La sal de la tierra

Crítica de Pablo O. Scholz - Clarín

Retratos de la curiosidad

Un artista (Wim Wenders) que retrata a otro (Sebastião Salgado), unidos por la mirada curiosa, que observan e indagan. Las imágenes, potentes.

Es una película en la que uno y otro casi que se entremezclan. Porque tanto Wim Wenders su director, como el fotógrafo y objeto de su filme, el brasileño Sebastião Salgado, son artistas curiosos, gente de apuntar su mirada, escudriñar, observar, indagar. Un cineasta retrata a otro artista, que a su vez hizo su carrera retratando.

La curiosidad es lo que alimenta a todo documentalista, y el director de París, Texas aquí lo es, y Salgado ha reproducido en imágenes algunos de los horrores más impresionantes de las últimas décadas, sea la pobreza, esclavitud, el hambre o las guerras.

Las comparaciones son siempre odiosas, y más si parangonamos los trabajos documentales de dos grandes del cine alemán como Wenders y Werner Herzog, que se lanzaron al documental.
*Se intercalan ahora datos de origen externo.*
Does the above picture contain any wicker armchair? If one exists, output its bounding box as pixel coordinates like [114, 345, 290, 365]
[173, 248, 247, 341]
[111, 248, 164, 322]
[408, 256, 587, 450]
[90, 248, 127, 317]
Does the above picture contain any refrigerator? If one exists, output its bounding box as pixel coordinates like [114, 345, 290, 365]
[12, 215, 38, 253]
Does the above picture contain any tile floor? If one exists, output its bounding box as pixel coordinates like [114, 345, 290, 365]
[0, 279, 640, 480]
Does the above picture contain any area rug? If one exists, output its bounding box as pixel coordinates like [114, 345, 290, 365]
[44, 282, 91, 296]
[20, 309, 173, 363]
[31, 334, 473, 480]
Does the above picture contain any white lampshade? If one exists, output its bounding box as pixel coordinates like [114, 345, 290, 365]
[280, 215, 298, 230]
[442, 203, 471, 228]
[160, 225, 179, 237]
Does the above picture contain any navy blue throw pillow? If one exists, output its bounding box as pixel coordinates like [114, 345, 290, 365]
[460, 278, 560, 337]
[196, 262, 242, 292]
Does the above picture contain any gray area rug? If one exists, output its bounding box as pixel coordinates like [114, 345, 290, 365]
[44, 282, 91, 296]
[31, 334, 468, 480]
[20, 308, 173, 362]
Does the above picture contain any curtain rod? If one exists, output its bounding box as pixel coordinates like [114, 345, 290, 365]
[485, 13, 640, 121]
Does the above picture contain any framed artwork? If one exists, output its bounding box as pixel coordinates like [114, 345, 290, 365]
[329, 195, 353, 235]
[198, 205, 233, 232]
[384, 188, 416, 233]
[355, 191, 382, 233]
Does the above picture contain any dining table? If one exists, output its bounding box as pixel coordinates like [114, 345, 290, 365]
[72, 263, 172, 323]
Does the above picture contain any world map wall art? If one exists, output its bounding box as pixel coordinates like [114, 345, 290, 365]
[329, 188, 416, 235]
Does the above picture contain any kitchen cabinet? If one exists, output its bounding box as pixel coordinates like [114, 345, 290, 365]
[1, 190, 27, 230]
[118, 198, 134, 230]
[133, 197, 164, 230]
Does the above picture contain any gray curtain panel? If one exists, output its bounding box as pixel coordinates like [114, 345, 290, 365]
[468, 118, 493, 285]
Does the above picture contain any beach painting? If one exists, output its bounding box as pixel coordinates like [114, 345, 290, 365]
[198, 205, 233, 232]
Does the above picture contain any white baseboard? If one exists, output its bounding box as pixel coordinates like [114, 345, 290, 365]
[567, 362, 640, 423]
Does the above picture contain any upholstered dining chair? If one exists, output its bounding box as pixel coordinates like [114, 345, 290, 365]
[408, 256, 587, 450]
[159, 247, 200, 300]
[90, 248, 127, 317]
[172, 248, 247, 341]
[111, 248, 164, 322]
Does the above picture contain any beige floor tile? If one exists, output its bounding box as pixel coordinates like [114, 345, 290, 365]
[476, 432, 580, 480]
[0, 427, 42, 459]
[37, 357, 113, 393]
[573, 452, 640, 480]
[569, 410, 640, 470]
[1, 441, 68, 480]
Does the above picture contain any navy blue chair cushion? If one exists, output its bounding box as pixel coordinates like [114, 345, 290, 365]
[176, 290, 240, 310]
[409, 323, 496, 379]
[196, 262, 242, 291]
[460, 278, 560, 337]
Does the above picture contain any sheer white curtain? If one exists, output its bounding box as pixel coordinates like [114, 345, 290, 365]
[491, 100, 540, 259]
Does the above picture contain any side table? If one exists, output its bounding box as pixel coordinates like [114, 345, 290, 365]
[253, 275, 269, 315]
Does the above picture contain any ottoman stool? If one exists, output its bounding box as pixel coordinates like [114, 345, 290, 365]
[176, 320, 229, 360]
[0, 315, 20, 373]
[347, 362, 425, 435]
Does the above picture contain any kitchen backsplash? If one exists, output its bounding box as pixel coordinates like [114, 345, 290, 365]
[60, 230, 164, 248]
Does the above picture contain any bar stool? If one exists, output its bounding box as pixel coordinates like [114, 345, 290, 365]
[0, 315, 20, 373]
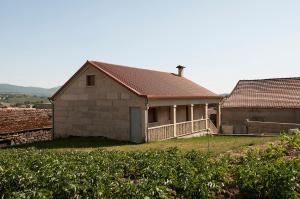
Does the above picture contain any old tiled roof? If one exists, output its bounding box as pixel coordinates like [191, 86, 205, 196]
[52, 61, 220, 98]
[222, 77, 300, 108]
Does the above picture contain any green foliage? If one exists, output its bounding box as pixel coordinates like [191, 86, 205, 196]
[234, 133, 300, 199]
[0, 131, 300, 199]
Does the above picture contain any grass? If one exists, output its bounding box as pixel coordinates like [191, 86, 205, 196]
[13, 136, 278, 154]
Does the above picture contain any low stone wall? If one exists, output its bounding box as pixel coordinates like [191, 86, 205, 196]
[246, 120, 300, 134]
[0, 128, 53, 147]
Son muy distintos. Aquí, el realizador de Las alas del deseo también oficia de narrador, y está omnipresente. ¿Demasiado? Juliano Salgado, hijo de Sebastião, que oficia como codirector del filme, aparece más como descendiente que realizador.
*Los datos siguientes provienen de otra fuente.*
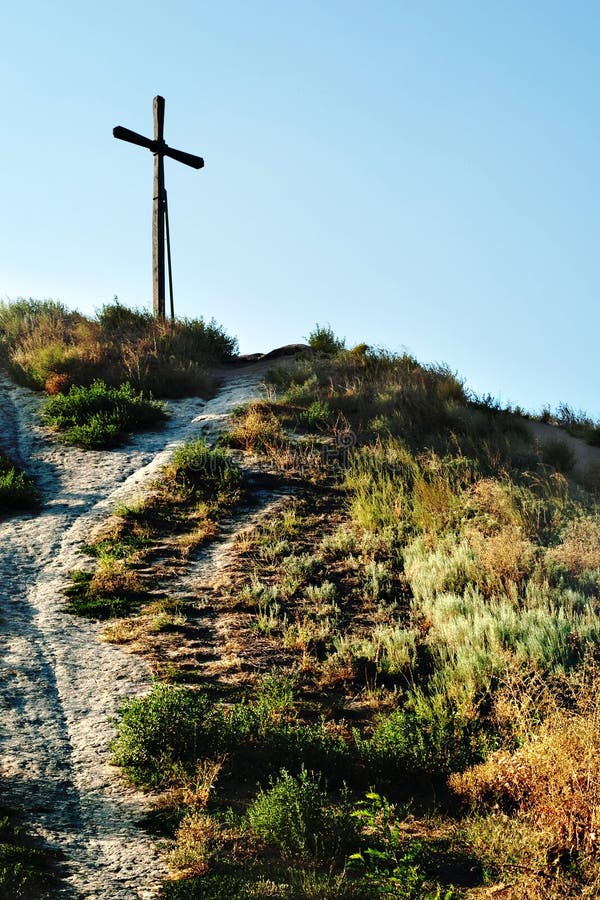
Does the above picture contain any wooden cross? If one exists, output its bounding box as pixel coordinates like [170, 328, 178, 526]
[113, 97, 204, 319]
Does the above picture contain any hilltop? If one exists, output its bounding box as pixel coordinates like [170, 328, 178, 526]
[0, 302, 600, 900]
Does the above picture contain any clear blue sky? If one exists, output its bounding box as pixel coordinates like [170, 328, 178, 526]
[0, 0, 600, 417]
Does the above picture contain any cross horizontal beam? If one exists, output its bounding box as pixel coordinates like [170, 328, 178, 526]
[113, 125, 204, 169]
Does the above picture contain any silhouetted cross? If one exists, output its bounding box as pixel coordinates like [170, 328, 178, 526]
[113, 97, 204, 319]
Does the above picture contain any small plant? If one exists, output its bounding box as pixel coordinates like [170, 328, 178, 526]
[542, 440, 575, 475]
[43, 381, 167, 450]
[0, 808, 58, 900]
[112, 684, 222, 787]
[65, 560, 148, 619]
[0, 453, 38, 515]
[308, 325, 346, 356]
[348, 792, 456, 900]
[247, 769, 357, 860]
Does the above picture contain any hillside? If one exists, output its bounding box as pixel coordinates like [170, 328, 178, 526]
[0, 305, 600, 900]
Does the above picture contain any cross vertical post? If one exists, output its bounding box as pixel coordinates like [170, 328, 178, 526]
[113, 97, 204, 319]
[152, 97, 165, 319]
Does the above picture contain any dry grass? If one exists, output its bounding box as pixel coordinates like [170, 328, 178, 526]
[0, 300, 237, 397]
[550, 516, 600, 575]
[450, 676, 600, 859]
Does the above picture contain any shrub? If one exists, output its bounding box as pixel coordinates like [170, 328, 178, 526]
[163, 438, 241, 502]
[0, 453, 39, 515]
[247, 769, 358, 861]
[112, 684, 222, 787]
[348, 791, 455, 900]
[308, 325, 346, 356]
[357, 690, 484, 778]
[0, 808, 58, 900]
[0, 300, 237, 397]
[43, 381, 167, 450]
[542, 440, 575, 475]
[450, 697, 600, 857]
[65, 560, 147, 619]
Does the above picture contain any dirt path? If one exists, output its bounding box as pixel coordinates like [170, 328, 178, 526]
[523, 419, 600, 483]
[0, 364, 263, 900]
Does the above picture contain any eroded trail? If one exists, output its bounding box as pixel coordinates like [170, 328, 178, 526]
[0, 365, 262, 900]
Salgado fue un aventurero. Dejó su tierra de origen, Brasil, por la dictadura militar, y recorrió el mundo. Muchas veces desaparecía por meses y viajaba a lugares recónditos para encontrar la esencia de, por ejemplo, el trabajo en una mina de oro. Esas son las imágenes con las que abre la película, que fue candidata al Oscar al mejor documental este año. Icono y referente de la fotografía, Salgado es reverenciado aquí, en el documental, y en todo el mundo.

En lo que tal vez La sal de la Tierra no tenga límites muy precisos es en la manera en la que se puede cuestionar -o no-, la cercanía de quien observa las penurias ajenas. Salgado es un cronista de su tiempo. Observa y no actúa. Obviamente abre conciencia y hace tomar buena nota de lo que sucede allí, sea donde sea, en Irak, los Balcanes, pero abre también una ventana a la reflexión que va más allá del tema abordado y Wenders prefiere no tomar esa línea y quedarse, como su objeto, en la contemplación.

El espectador puede quedarse con el impacto que le generarán las imágenes, pero también advertir el tono laudatorio que, sino empaña, tamiza al filme.